Roger Clegg of the Center for Equal Opportunity explains in a National Review Online column why it’s time for the U.S. Supreme Court to take on the problem of “disparate impact” arguments.

It’s felicitous that two days after Martin Luther King Day this year, the Supreme Court will be hearing oral arguments in Texas Department of Housing and Community Affairs v. The Inclusive Communities Project. This case involves the “disparate impact” approach to civil-rights enforcement, and that approach is contrary to Dr. King’s famous dream of a day when Americans would be judged by the content of their character rather than the color of their skin.

Suppose that the owner of an apartment complex decides that she does not want to rent units to people with recent convictions for violent crimes. She makes this decision for obvious reasons, namely that such criminals are unreliable tenants and that their presence makes it harder to rent other units and more likely that current tenants will decide to leave. She does not adopt this policy because she thinks it will disproportionately exclude members of this or that racial or ethnic group — indeed, she is completely unaware of what demographic impact it will have — and she applies it evenhandedly, without regard to skin color or national origin.

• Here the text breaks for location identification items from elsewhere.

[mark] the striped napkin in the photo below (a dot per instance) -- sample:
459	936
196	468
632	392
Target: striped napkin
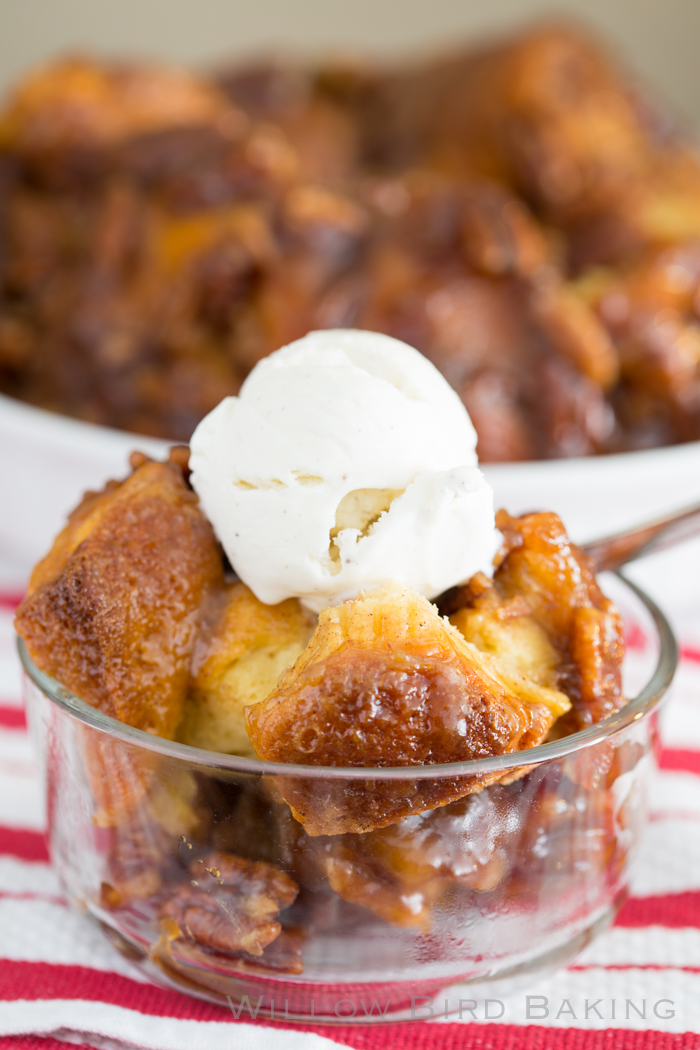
637	986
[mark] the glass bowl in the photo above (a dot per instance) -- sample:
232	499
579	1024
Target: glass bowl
191	860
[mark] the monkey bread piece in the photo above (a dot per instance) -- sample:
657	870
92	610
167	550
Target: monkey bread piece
507	630
112	611
81	104
238	664
385	681
231	904
541	566
400	872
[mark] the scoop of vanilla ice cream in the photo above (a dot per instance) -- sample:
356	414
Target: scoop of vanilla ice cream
345	462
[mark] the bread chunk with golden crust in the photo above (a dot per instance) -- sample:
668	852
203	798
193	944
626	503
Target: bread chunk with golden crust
539	565
238	663
385	681
112	611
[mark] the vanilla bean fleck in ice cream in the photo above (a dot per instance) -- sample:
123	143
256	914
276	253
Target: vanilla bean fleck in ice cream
345	462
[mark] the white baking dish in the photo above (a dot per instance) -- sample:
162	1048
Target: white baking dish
47	461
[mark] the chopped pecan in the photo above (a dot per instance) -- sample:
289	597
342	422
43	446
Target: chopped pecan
232	904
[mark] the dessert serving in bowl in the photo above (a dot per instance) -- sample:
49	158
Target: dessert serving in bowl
348	763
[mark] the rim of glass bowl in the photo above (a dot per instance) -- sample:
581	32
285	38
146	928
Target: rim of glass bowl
633	711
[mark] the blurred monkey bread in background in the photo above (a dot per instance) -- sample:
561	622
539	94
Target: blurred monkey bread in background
518	211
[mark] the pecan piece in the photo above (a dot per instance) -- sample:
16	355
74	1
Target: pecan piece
232	903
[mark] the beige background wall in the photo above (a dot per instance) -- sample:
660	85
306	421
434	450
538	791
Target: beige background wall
659	38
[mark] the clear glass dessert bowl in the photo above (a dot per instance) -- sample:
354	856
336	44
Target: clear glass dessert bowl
511	879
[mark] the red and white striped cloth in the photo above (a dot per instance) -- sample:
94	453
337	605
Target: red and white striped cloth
60	981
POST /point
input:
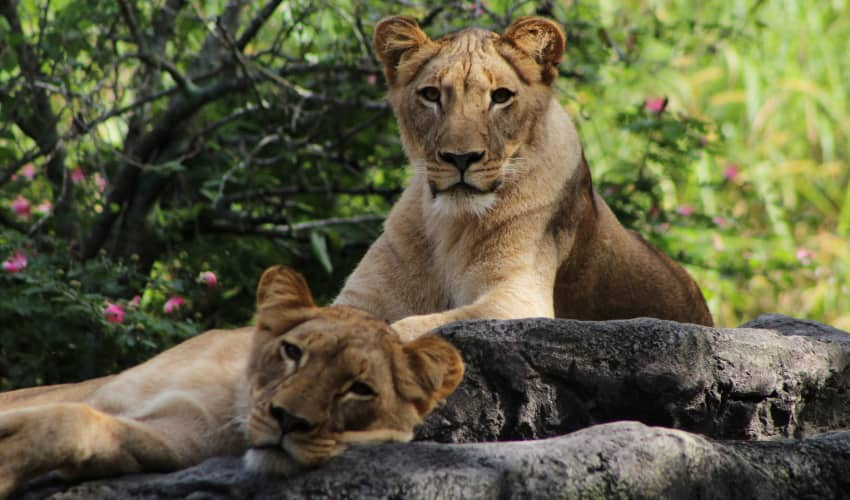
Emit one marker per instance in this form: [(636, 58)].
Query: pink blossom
[(100, 182), (476, 9), (208, 278), (685, 210), (16, 263), (731, 172), (113, 313), (78, 175), (804, 256), (28, 171), (21, 207), (173, 304), (720, 221), (655, 104), (44, 207)]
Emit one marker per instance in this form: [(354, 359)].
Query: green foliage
[(170, 138)]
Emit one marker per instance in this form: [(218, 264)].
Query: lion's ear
[(541, 39), (281, 286), (430, 371), (395, 39)]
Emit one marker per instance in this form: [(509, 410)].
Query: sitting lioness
[(293, 392), (500, 219)]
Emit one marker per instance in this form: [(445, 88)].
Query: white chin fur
[(452, 204), (270, 463)]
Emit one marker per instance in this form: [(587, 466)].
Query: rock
[(535, 378), (619, 460), (772, 379)]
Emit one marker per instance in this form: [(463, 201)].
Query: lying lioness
[(293, 392), (500, 219)]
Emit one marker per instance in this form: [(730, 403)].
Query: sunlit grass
[(773, 79)]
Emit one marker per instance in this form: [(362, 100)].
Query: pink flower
[(44, 207), (476, 8), (731, 172), (655, 104), (720, 221), (804, 256), (113, 313), (28, 171), (78, 175), (685, 210), (173, 304), (100, 182), (208, 278), (21, 207), (16, 263)]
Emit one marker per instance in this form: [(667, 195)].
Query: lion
[(500, 219), (290, 393)]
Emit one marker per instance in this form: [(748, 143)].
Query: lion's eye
[(290, 351), (361, 389), (501, 95), (430, 94)]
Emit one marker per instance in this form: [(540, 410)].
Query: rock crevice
[(565, 409)]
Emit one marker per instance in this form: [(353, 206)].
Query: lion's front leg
[(76, 438), (516, 299)]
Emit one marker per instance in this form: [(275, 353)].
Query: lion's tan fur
[(214, 394), (528, 236)]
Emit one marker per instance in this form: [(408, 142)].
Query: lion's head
[(322, 378), (468, 102)]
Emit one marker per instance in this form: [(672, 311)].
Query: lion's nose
[(462, 161), (289, 422)]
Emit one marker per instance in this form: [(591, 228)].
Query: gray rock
[(619, 460), (530, 379), (536, 378)]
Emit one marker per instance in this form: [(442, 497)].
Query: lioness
[(500, 219), (293, 391)]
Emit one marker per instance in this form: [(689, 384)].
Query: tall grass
[(773, 78)]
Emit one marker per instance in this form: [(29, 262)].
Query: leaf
[(320, 249)]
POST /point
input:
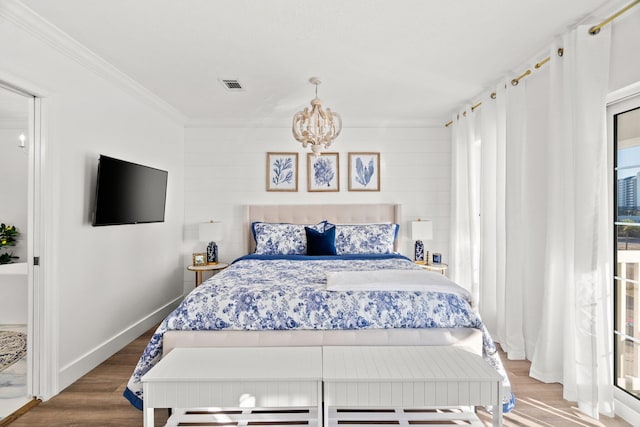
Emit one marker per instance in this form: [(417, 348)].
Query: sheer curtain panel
[(575, 343), (465, 186)]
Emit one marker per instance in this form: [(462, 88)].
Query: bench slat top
[(404, 363), (238, 364)]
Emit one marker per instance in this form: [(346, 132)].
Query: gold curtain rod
[(544, 61), (596, 28), (515, 81), (593, 31)]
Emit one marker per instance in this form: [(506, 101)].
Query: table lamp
[(211, 232), (421, 230)]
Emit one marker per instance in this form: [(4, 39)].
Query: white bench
[(385, 379), (414, 377), (267, 377)]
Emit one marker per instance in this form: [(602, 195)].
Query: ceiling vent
[(232, 85)]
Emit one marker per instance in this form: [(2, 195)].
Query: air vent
[(232, 85)]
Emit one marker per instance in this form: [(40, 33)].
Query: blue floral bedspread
[(263, 292)]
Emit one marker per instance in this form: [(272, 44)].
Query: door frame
[(42, 332)]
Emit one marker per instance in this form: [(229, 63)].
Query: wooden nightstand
[(209, 267), (441, 267)]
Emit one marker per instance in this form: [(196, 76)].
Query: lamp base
[(419, 251), (212, 253)]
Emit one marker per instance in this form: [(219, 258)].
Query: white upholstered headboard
[(311, 214)]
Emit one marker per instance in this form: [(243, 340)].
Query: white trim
[(17, 124), (627, 407), (29, 21), (286, 123), (83, 364), (623, 93)]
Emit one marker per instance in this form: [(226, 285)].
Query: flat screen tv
[(129, 193)]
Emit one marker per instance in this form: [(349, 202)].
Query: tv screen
[(128, 193)]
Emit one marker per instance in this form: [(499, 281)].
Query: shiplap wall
[(225, 170)]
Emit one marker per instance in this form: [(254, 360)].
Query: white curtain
[(465, 234), (543, 279), (575, 341)]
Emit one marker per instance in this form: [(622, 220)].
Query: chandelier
[(316, 127)]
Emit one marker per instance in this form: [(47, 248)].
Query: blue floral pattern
[(258, 294), (282, 239), (323, 172), (365, 238)]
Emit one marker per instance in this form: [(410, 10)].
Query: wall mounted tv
[(128, 193)]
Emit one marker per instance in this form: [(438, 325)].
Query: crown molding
[(23, 17), (14, 123), (272, 123)]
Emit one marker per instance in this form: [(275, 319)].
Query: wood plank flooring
[(96, 399)]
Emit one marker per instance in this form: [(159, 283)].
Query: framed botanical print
[(364, 171), (323, 172), (282, 171)]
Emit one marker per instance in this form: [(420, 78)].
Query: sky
[(628, 157)]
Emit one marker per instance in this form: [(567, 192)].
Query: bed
[(360, 292)]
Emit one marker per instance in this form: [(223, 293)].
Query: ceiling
[(14, 109), (382, 62)]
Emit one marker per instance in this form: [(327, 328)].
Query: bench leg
[(497, 411), (148, 417)]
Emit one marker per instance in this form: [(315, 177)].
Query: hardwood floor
[(96, 399)]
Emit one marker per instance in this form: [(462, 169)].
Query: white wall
[(107, 280), (625, 62), (225, 170)]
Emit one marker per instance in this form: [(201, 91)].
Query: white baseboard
[(85, 363)]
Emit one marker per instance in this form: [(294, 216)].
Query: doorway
[(16, 136)]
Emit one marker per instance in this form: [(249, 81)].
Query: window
[(625, 119)]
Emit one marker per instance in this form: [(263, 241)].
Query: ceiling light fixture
[(316, 127)]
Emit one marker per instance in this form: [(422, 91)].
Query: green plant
[(8, 237)]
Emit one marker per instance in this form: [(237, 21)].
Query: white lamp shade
[(421, 230), (211, 231)]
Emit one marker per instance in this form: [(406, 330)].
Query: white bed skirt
[(469, 338)]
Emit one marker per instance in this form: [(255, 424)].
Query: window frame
[(615, 108)]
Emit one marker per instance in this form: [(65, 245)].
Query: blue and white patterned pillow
[(282, 238), (365, 238)]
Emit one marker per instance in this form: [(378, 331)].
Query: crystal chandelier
[(316, 127)]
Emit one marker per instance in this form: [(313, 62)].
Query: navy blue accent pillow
[(321, 243)]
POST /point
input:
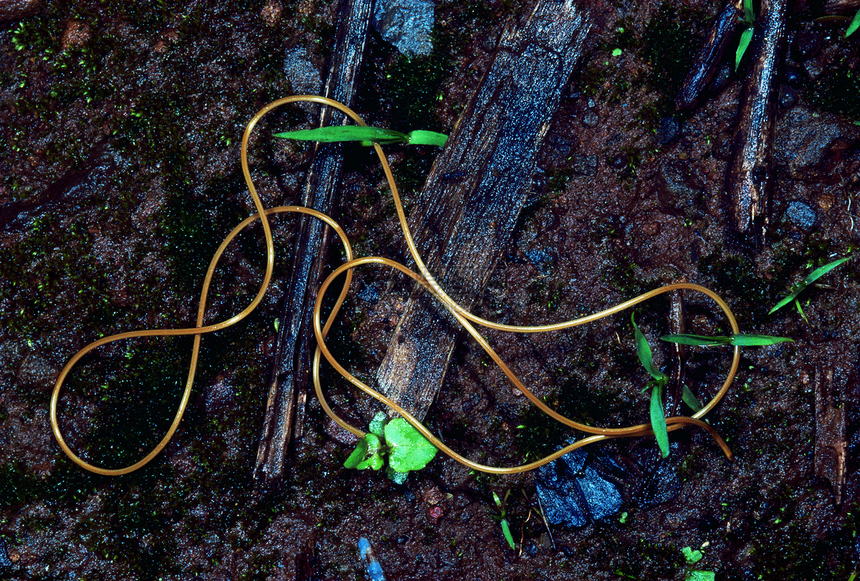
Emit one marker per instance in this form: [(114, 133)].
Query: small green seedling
[(659, 380), (693, 556), (746, 35), (365, 135), (503, 521), (405, 447), (736, 340), (813, 276), (855, 24)]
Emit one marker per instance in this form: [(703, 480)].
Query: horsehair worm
[(321, 330)]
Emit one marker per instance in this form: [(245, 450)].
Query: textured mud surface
[(120, 126)]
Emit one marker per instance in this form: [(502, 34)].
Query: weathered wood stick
[(291, 363), (748, 176), (831, 442), (710, 56), (463, 225)]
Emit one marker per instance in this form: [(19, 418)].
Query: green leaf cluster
[(693, 556), (404, 446), (365, 135), (657, 384)]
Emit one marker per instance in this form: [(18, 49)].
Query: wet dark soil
[(120, 126)]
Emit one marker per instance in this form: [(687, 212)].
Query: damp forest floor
[(120, 173)]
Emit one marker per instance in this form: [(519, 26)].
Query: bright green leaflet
[(365, 135), (813, 276), (407, 448), (855, 24), (738, 340), (659, 381), (367, 454)]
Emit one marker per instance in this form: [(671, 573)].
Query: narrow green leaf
[(377, 424), (407, 448), (506, 530), (687, 339), (855, 24), (658, 420), (749, 14), (692, 556), (345, 133), (643, 350), (689, 398), (421, 137), (812, 277), (758, 340), (743, 43)]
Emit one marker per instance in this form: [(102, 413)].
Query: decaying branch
[(291, 364), (748, 178), (463, 225)]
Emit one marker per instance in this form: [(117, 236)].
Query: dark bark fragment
[(461, 226), (710, 56), (289, 374), (748, 178)]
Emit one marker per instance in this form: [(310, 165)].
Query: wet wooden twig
[(748, 178), (463, 225), (710, 57), (677, 326), (289, 374)]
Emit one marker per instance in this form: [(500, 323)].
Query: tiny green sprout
[(405, 447), (693, 556), (852, 28), (503, 521), (658, 382), (813, 276), (735, 340), (365, 135), (746, 35)]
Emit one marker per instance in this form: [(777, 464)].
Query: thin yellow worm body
[(423, 277)]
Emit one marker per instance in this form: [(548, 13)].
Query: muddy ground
[(120, 128)]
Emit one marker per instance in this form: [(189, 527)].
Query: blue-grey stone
[(802, 215), (303, 76), (573, 492), (406, 24)]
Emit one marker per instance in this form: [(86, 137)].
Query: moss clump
[(836, 90), (670, 43)]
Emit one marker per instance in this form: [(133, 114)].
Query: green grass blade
[(658, 420), (687, 339), (506, 530), (758, 340), (743, 43), (347, 133), (421, 137), (643, 350), (811, 278), (855, 24)]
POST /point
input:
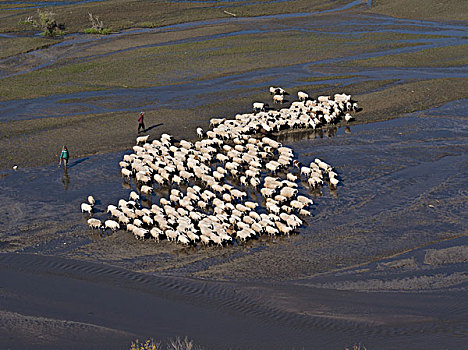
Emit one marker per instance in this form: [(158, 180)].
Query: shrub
[(46, 22), (97, 26)]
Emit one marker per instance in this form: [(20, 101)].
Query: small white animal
[(142, 139), (85, 207), (114, 226), (200, 132)]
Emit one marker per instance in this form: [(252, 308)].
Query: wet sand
[(381, 262)]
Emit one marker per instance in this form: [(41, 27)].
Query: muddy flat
[(382, 261)]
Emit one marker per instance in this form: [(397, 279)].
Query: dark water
[(185, 90), (403, 194)]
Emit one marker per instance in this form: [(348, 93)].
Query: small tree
[(97, 26), (47, 23), (96, 23)]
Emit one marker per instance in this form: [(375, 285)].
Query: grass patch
[(170, 64), (104, 31), (15, 46)]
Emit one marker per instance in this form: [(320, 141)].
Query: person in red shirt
[(141, 123)]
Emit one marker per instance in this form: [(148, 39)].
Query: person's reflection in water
[(65, 179)]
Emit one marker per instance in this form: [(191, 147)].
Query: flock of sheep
[(204, 203)]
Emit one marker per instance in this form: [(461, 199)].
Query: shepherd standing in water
[(64, 155), (141, 123)]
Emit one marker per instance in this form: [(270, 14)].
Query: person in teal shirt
[(64, 155)]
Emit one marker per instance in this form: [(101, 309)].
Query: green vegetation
[(17, 45), (46, 22), (97, 26)]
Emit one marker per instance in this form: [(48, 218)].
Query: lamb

What’s more, she can prove all this in court.

Can she nonetheless be liable for racial discrimination if her policy turns out to exclude members of some racial groups more frequently than members of other racial groups?

The Obama administration says yes — and the Supreme Court will determine in the Texas case if that’s right. In the meantime, a federal district court has said no, and struck down the administration’s regulations to the contrary.

In the administration’s view, and according to those regulations, which were issued by the Department of Housing and Urban Development, if a policy has this sort of “disparate impact,” as it is called, then that’s enough to make the landlord liable. So she must then prove — to the satisfaction of the HUD bureaucrats, a federal judge, or a jury — that there is some high degree of “necessity” providing “legally sufficient justification” for her policy.

And even if she shows this necessity, she can still lose if the government (or a civil-rights plaintiff) persuades the judge or jury that there was some other policy she could have followed that would have been practically as good and would not have resulted in those bad numbers.

The Obama administration has made no secret of its love for this approach to civil-rights enforcement, and it has been aggressive in applying it to every imaginable situation.